Just east of Santo Domingo, Dominican Republic, tucked next to a busy pueblo called Guerra, I spent eight weeks living with seventy-five professional baseball players in the Dominican recruitment academy of the KC Royals. The roster primarily consists of Dominican-born players, with others from Venezuela, Mexico, Nicaragua, Cuba, Aruba, and El Salvador, and competes with other MLB academies in the Dominican Summer League. Signed at sixteen, the players grow up knowing one goal: to reach the “Grandes Ligas” in the U.S.


In recent years, MLB teams have begun to invest in player development outside of the baseball field. Due to oftentimes poor school systems and high dropout rates, the high percentage of players who do not advance struggle to return to normal life, and the low percentage of players who do often experience rough transitions to American culture. Having done virtual work for the Royals’ program in high school, I was excited to design an in-person project that would include adding to the educational curriculum and expanding the “Former Players Program” (FPP), a college scholarship matching program.


DeisterKnowing the need for it, I had chosen to design a comprehensive and innovative Computer Literacy course that would include concepts such as the GSuite and Excel.
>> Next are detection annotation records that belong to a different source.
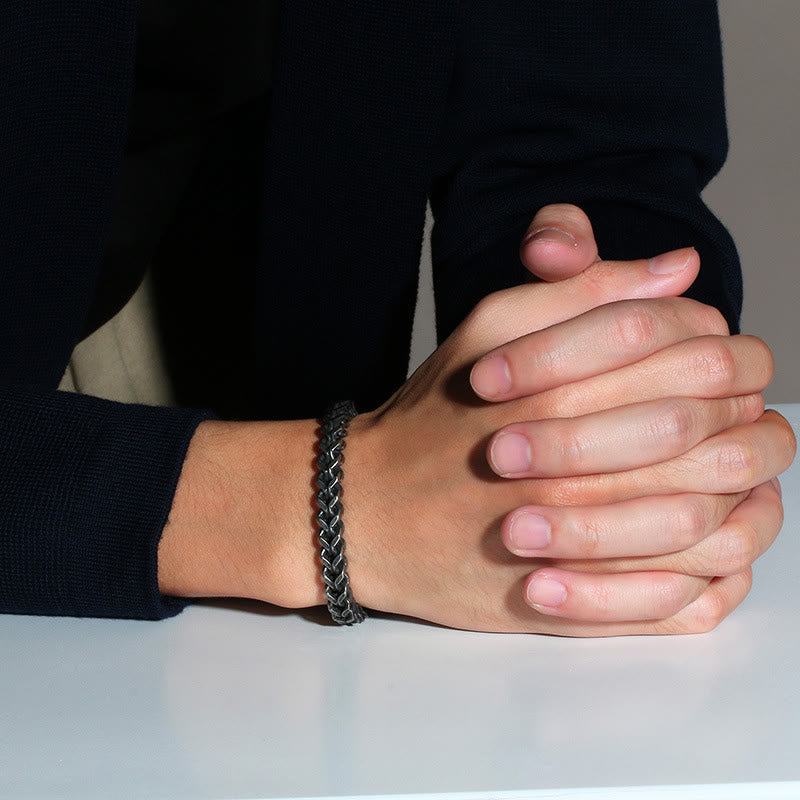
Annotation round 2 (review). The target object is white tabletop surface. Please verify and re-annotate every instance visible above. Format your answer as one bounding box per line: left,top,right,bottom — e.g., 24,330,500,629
0,405,800,800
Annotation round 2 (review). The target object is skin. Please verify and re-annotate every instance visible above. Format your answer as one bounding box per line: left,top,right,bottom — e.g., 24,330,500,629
159,206,795,636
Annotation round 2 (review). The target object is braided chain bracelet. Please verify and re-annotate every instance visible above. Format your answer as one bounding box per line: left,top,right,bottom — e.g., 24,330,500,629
317,400,367,625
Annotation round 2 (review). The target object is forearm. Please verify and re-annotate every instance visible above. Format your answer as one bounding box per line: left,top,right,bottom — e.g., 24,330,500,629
158,420,324,608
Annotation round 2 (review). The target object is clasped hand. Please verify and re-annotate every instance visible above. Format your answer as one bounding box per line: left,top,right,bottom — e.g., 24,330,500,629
345,206,795,636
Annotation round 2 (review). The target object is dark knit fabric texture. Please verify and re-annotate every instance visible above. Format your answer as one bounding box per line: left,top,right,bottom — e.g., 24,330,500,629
0,0,741,618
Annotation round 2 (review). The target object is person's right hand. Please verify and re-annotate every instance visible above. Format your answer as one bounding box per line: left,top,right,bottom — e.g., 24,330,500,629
344,250,794,635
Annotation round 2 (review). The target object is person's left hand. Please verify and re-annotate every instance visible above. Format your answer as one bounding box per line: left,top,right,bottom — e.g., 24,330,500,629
502,204,782,624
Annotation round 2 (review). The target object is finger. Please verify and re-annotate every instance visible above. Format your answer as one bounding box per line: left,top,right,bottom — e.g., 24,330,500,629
520,203,598,281
655,569,753,634
460,248,708,359
470,298,720,402
528,336,774,417
487,394,764,478
532,410,797,506
654,480,783,576
500,493,745,560
520,569,753,637
525,567,709,622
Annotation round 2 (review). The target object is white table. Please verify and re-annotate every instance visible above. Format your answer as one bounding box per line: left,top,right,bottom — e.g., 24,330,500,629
0,405,800,800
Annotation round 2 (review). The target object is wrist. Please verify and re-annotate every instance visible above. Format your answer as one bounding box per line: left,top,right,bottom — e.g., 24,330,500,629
158,420,325,608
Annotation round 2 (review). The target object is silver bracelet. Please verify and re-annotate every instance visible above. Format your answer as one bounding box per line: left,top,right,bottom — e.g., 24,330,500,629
317,400,367,625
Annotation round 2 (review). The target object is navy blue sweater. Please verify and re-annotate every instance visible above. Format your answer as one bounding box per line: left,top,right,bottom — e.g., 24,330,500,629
0,0,741,618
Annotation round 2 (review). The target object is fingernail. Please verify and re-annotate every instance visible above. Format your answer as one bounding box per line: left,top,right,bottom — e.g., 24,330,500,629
528,575,567,608
470,355,511,399
523,228,578,247
490,433,531,478
508,512,551,552
647,247,694,275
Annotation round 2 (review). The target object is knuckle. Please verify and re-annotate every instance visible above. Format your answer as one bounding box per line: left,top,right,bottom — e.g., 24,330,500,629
691,591,730,633
691,338,736,394
697,303,730,336
652,573,686,619
674,498,707,547
737,335,775,389
651,400,697,450
716,440,764,487
556,422,587,469
710,521,761,575
465,293,505,331
609,303,658,353
579,515,603,558
590,581,616,620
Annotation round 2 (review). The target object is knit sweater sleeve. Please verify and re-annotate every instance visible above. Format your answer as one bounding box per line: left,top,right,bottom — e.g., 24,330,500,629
0,0,212,618
0,388,212,619
431,0,741,337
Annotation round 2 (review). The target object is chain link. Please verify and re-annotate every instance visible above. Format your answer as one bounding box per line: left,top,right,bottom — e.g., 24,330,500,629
317,400,367,625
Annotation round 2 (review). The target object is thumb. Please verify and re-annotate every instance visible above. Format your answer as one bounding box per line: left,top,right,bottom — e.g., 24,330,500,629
519,203,598,282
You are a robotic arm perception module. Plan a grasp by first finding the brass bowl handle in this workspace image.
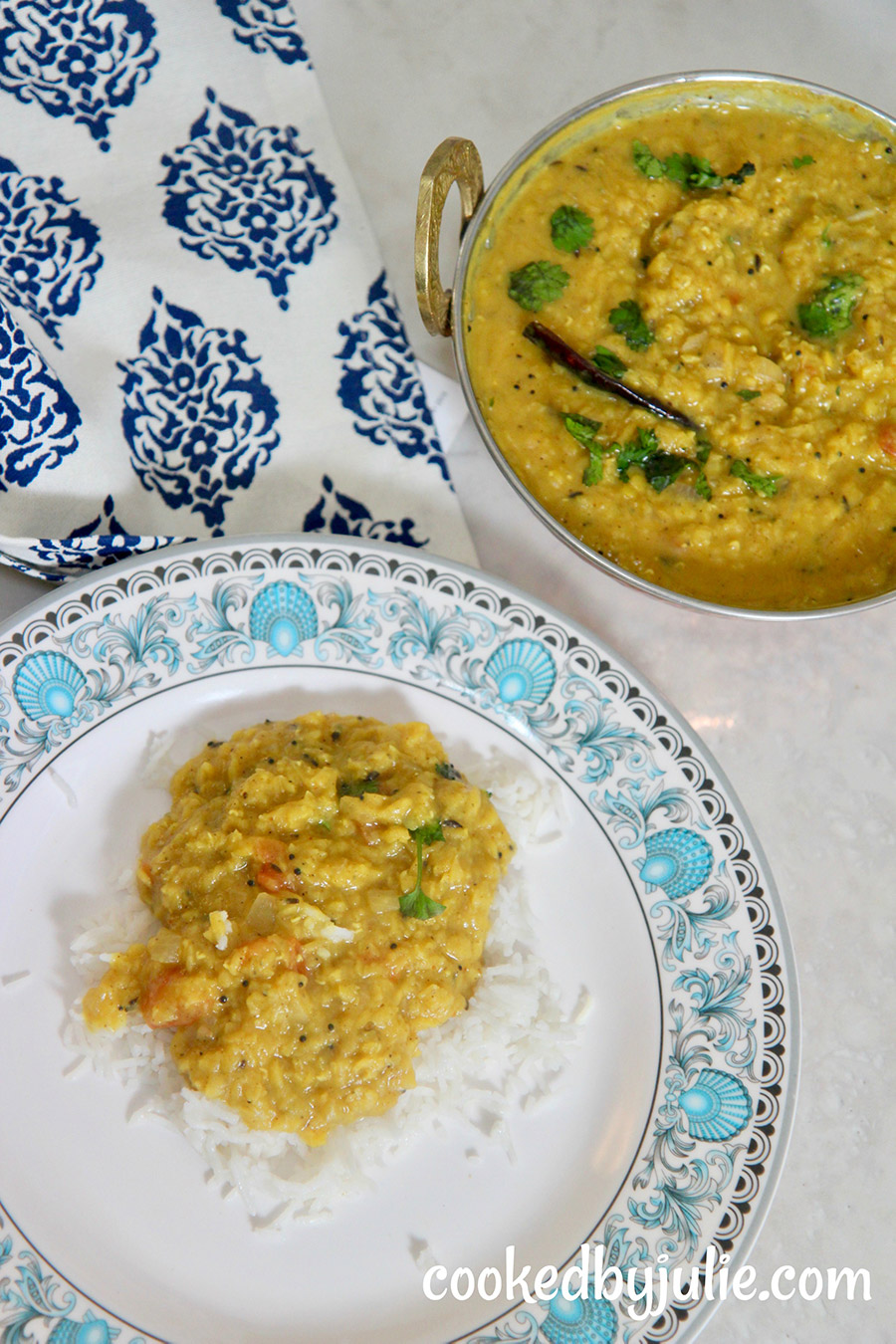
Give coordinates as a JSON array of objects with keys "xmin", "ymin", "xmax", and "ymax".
[{"xmin": 414, "ymin": 135, "xmax": 482, "ymax": 336}]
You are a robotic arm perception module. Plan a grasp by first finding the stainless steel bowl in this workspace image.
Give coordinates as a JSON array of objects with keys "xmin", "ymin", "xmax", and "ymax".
[{"xmin": 415, "ymin": 70, "xmax": 896, "ymax": 621}]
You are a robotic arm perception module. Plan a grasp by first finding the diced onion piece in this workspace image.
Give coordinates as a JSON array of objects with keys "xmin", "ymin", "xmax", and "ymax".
[
  {"xmin": 146, "ymin": 929, "xmax": 180, "ymax": 967},
  {"xmin": 246, "ymin": 891, "xmax": 277, "ymax": 934}
]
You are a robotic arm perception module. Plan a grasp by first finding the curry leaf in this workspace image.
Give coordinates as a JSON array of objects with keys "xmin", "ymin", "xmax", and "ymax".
[{"xmin": 796, "ymin": 272, "xmax": 865, "ymax": 336}]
However, when I noticed that many players still lacked general typing abilities, I quickly realized I would need to pivot, hard. I chose to adapt three different versions of my curriculum, each with custom topics and tools to cater to the group’s experience level. Keeping young professional athletes focused is much harder than it sounds, so I had to push my creative limits to make the concepts as relevant and fun as possible (thank you, Drake). By the end, I saw strong quantitative and qualitative progress with over fifty players.


Given the Royals’ status as a for-profit organization, a challenge I faced was the sheer amount of time I was allowed to formally teach each day, which especially affected the English classes I also hoped to teach. Pivoting again, I compensated for this by coordinating informal English practice sessions with idle players throughout the day. Through this approach, I was able to see remarkable qualitative progress in both knowledge and confidence.


Regarding the FPP, having already developed relationships with potential target universities before arriving, I had hoped to have several released players enrolled by August. While slow communication and an abundance of red tape lengthened the process slightly, I plan to continue work on it in the coming months.


The knowledge the players gained through my project will empower them to feel more confident and equipped for their respective stages of life. More importantly, the bonds I built with these players will allow me to be an advocate for them long afterwards. At the end of the day, I call many of them great friends, and I know that I learned just as much, if not more, from them as they did from me.